Re: Review Request 23655: Patch for KAFKA-687

Joel Koshy Mon, 25 Aug 2014 00:25:38 -0700


> On Aug. 22, 2014, 4:46 p.m., Jun Rao wrote:
> > core/src/main/scala/kafka/consumer/PartitionAssignor.scala, line 75
> > <https://reviews.apache.org/r/23655/diff/4/?file=665824#file665824line75>
> >
> >     It seems that (a) implies (b).


Not really - within a consumer instance we need each topic to have the same 
number of streams. However, the number of streams can be different on another 
consumer instance. The intent of the constraint is that any partition can be 
assigned to any of the available thread-id's on a given consumer instance.


> On Aug. 22, 2014, 4:46 p.m., Jun Rao wrote:
> > core/src/main/scala/kafka/consumer/PartitionAssignor.scala, line 83
> > <https://reviews.apache.org/r/23655/diff/4/?file=665824#file665824line83>
> >
> >     Are those fields needed in the contructor? The same set of fields are 
> > already passed into AssignmentContext.

Can be removed.


> On Aug. 22, 2014, 4:46 p.m., Jun Rao wrote:
> > core/src/main/scala/kafka/consumer/PartitionAssignor.scala, lines 104-120
> > <https://reviews.apache.org/r/23655/diff/4/?file=665824#file665824line104>
> >
> >     One of the implications of this is that the distribution is going to be 
> > sensitive to # topics. In the case when #topics == #consumerThreads, 
> > partitions from the same topic will be assigned to the same consumerThread. 
> > In general, if #topics is a multiple of #consumerThreads, a similar issue 
> > can happen.
> >     
> >     So, I am wondering if this is better than just sorting the consumer ids 
> > in some random order like hashcode. For debugging purpose, we can log the 
> > consumer ids in that order.

As discussed, we could but I'm not sure if we should. I tried it earlier for 
other reasons so I have that code as well. It makes it much harder to predict 
the final assigment though.

That said most operations folks want to have a uniform distribution so I can go 
back to using that sort version.


> On Aug. 22, 2014, 4:46 p.m., Jun Rao wrote:
> > core/src/main/scala/kafka/consumer/PartitionAssignor.scala, lines 105-106
> > <https://reviews.apache.org/r/23655/diff/4/?file=665824#file665824line105>
> >
> >     Since RoundRobin assigns partitions across topics, should we just log 
> > all partitions and all consumers once in the right order?

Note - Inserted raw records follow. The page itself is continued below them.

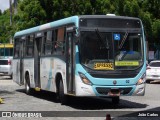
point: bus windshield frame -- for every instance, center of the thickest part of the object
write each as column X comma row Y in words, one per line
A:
column 103, row 51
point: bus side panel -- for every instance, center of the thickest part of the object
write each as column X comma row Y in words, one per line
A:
column 48, row 70
column 16, row 70
column 29, row 67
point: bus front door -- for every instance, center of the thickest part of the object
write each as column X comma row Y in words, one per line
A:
column 37, row 51
column 70, row 63
column 21, row 63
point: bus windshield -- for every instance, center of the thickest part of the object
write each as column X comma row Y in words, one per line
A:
column 111, row 50
column 6, row 50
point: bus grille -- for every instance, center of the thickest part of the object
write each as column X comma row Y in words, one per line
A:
column 105, row 91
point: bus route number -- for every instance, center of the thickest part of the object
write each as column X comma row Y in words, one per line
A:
column 103, row 66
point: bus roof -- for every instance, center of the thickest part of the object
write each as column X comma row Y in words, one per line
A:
column 73, row 19
column 6, row 45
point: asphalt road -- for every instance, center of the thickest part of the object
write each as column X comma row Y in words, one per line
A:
column 16, row 101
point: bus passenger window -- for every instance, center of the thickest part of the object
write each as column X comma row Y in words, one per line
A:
column 59, row 44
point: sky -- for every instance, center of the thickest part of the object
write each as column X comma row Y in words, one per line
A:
column 4, row 4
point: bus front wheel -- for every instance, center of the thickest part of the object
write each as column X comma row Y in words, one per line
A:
column 62, row 96
column 115, row 100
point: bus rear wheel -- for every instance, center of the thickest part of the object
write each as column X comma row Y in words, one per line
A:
column 115, row 100
column 62, row 96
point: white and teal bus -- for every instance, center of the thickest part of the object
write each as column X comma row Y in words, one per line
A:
column 88, row 55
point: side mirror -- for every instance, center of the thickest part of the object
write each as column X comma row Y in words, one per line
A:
column 76, row 35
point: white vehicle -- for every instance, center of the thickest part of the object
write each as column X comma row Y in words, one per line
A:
column 78, row 56
column 153, row 71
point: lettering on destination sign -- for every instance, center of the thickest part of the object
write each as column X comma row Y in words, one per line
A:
column 103, row 66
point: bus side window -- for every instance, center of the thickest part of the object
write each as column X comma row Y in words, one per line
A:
column 48, row 43
column 59, row 44
column 29, row 45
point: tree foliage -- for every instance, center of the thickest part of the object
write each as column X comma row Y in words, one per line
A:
column 36, row 12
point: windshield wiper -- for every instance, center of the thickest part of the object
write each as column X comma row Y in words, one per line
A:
column 103, row 42
column 123, row 40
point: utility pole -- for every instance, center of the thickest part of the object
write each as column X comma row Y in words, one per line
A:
column 10, row 5
column 15, row 6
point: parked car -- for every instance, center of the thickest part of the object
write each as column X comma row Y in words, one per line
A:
column 153, row 71
column 6, row 66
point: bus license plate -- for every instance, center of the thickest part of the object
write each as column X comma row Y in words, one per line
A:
column 103, row 66
column 114, row 92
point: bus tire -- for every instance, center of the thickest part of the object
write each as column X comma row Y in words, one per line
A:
column 62, row 96
column 28, row 90
column 115, row 100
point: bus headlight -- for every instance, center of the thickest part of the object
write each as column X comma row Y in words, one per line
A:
column 84, row 79
column 142, row 79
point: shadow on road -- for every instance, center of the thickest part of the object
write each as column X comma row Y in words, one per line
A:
column 88, row 103
column 153, row 81
column 3, row 77
column 150, row 113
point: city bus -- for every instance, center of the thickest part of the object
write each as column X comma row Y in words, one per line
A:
column 6, row 56
column 87, row 55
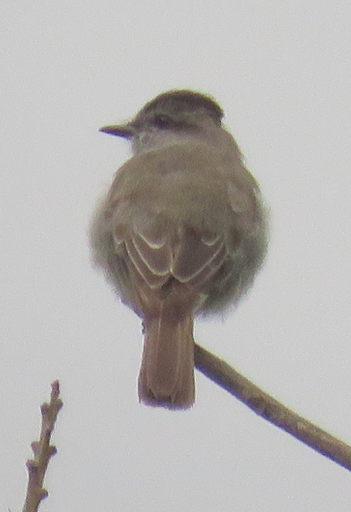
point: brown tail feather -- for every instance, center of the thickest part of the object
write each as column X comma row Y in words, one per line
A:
column 166, row 376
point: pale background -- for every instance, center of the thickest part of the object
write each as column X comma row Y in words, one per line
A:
column 282, row 71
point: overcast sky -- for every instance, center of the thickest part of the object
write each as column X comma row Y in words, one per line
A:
column 282, row 71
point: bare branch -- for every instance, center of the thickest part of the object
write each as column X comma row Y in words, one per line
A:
column 43, row 451
column 264, row 405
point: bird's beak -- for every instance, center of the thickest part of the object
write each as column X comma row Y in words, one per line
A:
column 120, row 130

We should probably avoid logging everything in one line (although I agree that 
logging the sort order would have been useful). There could be tens of 
thousands of partitions so it would be an extremely long line. So I would 
prefer to stick with this (line per-topic).


> On Aug. 22, 2014, 4:46 p.m., Jun Rao wrote:
> > core/src/main/scala/kafka/consumer/PartitionAssignor.scala, line 154
> > <https://reviews.apache.org/r/23655/diff/4/?file=665824#file665824line154>
> >
> >     Could we do partitionsForTopic(topic) here too?

Yes.


> On Aug. 22, 2014, 4:46 p.m., Jun Rao wrote:
> > core/src/test/scala/unit/kafka/consumer/PartitionAssignorTest.scala, lines 
> > 85-86
> > <https://reviews.apache.org/r/23655/diff/4/?file=665829#file665829line85>
> >
> >     Do we need a while loop here? Can this just be 2 + 
> > random.nextInt(consumerCount - 1)?

I will remove the consistency assertion across consumers.

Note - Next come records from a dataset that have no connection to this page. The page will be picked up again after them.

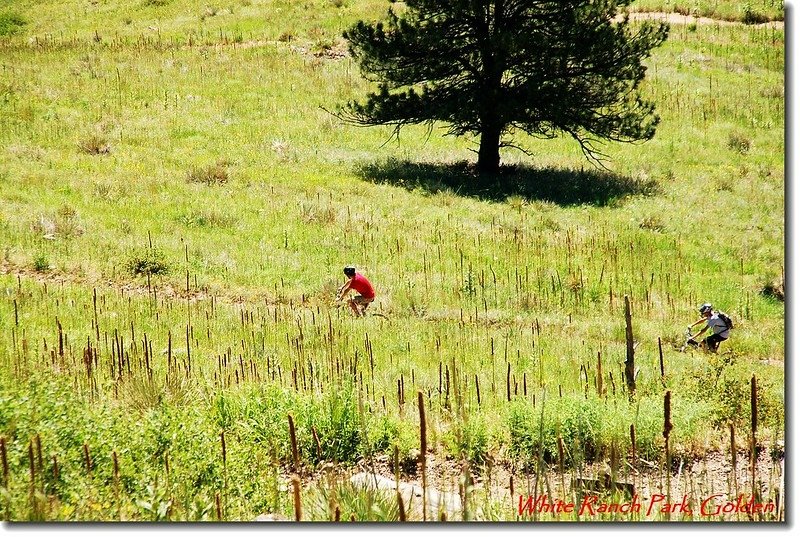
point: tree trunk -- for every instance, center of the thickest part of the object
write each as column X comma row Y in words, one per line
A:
column 489, row 152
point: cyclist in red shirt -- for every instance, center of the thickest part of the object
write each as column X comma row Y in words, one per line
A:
column 358, row 283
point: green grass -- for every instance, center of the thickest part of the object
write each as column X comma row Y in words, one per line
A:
column 187, row 177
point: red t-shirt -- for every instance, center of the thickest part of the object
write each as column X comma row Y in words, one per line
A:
column 362, row 286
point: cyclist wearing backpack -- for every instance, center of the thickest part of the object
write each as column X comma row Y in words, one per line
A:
column 719, row 323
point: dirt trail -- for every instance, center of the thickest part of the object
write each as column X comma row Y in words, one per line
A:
column 677, row 18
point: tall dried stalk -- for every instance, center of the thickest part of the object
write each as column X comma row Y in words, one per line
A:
column 666, row 432
column 423, row 449
column 298, row 507
column 753, row 429
column 293, row 439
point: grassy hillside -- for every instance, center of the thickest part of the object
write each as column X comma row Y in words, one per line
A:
column 176, row 206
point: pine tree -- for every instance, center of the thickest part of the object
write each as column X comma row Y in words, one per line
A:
column 491, row 68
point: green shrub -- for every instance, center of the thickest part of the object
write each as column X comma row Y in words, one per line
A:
column 738, row 142
column 41, row 263
column 11, row 23
column 150, row 261
column 215, row 174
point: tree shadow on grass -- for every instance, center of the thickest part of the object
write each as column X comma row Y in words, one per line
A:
column 557, row 185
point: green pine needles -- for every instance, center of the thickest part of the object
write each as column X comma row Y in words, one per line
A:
column 491, row 68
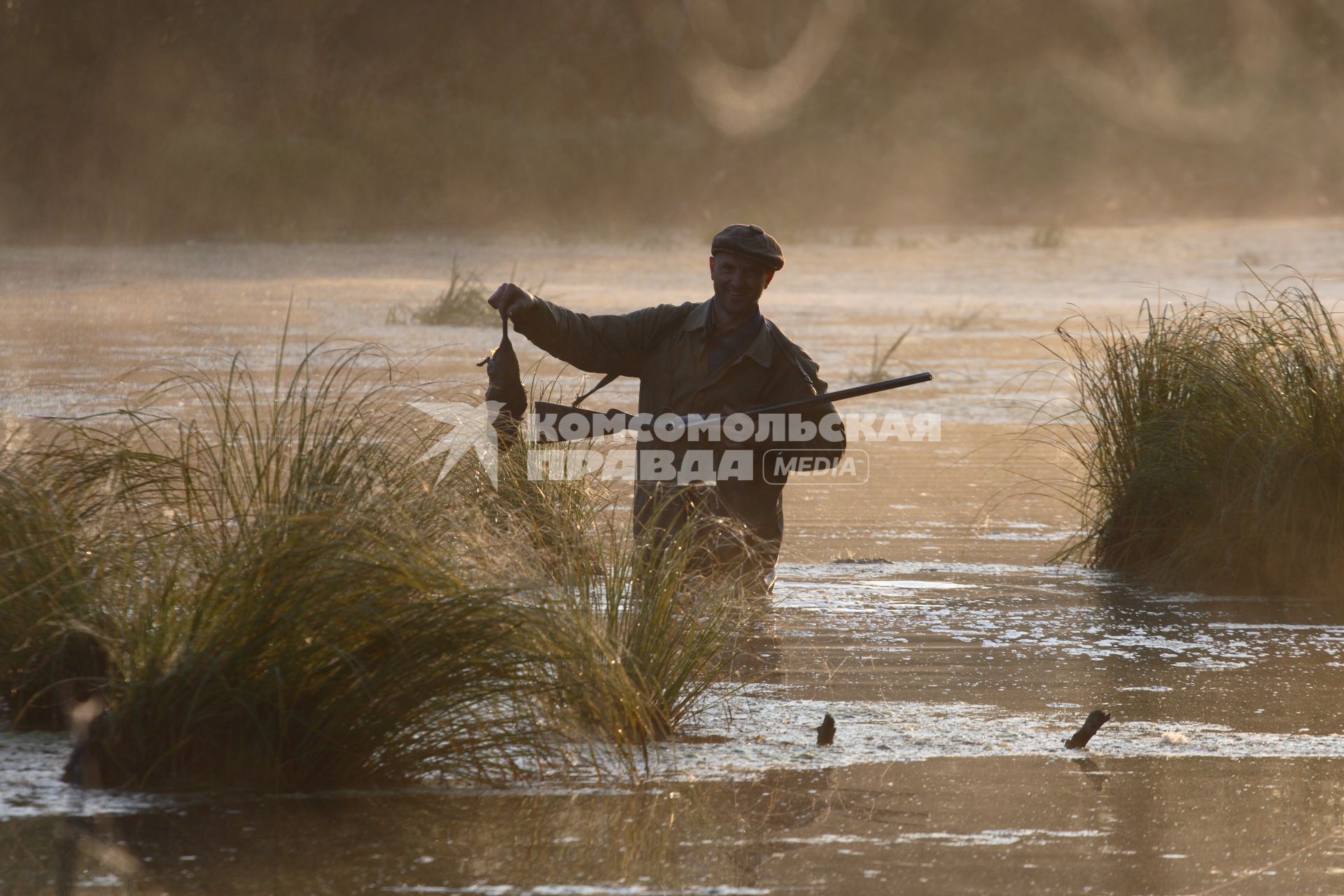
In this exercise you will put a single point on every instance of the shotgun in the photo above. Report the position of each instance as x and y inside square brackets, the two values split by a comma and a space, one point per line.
[555, 422]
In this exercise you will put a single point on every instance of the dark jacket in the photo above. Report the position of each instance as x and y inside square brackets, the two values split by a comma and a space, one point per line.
[666, 348]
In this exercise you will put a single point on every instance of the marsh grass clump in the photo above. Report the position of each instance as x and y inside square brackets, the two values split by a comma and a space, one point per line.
[1212, 453]
[269, 590]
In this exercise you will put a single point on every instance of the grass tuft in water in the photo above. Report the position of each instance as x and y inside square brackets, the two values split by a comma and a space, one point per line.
[1212, 449]
[463, 304]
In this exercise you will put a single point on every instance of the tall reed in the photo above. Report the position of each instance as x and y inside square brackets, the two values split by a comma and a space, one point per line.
[1212, 444]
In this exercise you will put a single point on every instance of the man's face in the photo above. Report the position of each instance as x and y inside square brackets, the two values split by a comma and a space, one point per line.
[738, 282]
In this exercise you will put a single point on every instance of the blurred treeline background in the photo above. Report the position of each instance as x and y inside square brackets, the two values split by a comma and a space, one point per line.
[132, 120]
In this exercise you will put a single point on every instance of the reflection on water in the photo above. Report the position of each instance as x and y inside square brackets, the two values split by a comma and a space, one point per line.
[949, 825]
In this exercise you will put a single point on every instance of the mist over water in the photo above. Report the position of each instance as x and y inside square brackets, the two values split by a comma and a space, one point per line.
[179, 179]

> On Aug. 22, 2014, 4:46 p.m., Jun Rao wrote:
> > core/src/test/scala/unit/kafka/consumer/PartitionAssignorTest.scala, lines 
> > 260-263
> > <https://reviews.apache.org/r/23655/diff/4/?file=665829#file665829line260>
> >
> >     Shouldn't we assert count==1? Do we need to also make sure every 
> > original partition is in assignment?

Yes.

Also, the check for every partition being in the assignment is above this 
(givenPartitions == assignedPartitions)


> On Aug. 22, 2014, 4:46 p.m., Jun Rao wrote:
> > core/src/test/scala/unit/kafka/consumer/PartitionAssignorTest.scala, line 
> > 289
> > <https://reviews.apache.org/r/23655/diff/4/?file=665829#file665829line289>
> >
> >     Should we rename this to partitionsPerStream?

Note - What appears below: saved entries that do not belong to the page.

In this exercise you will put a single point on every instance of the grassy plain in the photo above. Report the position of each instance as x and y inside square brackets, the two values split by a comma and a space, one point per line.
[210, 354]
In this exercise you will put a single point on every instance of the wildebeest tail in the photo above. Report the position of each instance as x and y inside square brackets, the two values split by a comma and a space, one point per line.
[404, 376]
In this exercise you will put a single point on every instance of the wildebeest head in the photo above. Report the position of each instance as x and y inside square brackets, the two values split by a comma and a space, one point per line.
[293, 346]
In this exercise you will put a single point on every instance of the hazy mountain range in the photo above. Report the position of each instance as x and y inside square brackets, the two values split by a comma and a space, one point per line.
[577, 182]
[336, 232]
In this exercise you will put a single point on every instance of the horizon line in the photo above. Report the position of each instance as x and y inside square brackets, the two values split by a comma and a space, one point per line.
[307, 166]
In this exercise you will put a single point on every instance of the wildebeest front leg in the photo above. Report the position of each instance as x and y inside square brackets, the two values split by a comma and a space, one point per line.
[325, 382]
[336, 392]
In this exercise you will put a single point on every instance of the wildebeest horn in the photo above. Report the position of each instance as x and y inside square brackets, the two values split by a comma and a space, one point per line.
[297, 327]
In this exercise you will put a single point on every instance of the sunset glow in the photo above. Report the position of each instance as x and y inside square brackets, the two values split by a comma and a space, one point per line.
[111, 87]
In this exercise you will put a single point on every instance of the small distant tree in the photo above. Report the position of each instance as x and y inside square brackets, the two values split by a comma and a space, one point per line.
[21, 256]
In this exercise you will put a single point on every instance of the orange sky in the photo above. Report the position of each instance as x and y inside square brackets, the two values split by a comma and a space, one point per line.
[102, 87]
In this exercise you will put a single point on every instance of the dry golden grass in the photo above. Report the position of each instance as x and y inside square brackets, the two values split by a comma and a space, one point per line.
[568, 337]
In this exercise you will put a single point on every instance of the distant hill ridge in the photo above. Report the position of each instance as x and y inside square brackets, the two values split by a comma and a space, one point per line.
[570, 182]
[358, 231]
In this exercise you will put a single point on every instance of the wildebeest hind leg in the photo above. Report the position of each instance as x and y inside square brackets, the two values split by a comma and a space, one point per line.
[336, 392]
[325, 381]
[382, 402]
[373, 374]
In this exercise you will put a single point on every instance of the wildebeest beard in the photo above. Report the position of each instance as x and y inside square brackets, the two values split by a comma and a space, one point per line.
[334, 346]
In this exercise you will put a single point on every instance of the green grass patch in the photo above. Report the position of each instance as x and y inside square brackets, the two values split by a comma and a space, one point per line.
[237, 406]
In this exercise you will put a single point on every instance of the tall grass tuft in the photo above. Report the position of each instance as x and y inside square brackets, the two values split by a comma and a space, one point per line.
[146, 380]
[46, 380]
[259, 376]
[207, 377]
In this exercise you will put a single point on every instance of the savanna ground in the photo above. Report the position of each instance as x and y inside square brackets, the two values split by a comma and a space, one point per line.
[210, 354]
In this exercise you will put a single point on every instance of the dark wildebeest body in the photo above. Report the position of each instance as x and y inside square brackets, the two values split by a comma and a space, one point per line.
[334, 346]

Sure - will rename to partitionCountPerStream


> On Aug. 22, 2014, 4:46 p.m., Jun Rao wrote:
> > core/src/main/scala/kafka/consumer/PartitionAssignor.scala, line 88
> > <https://reviews.apache.org/r/23655/diff/4/?file=665824#file665824line88>
> >
> >     Instead of passing in forConsumers, would it be simpler to just return 
> > the assignment for each consumer in a map? The unit test can also be made 
> > simpler since we just need to test the coverage and uniformity.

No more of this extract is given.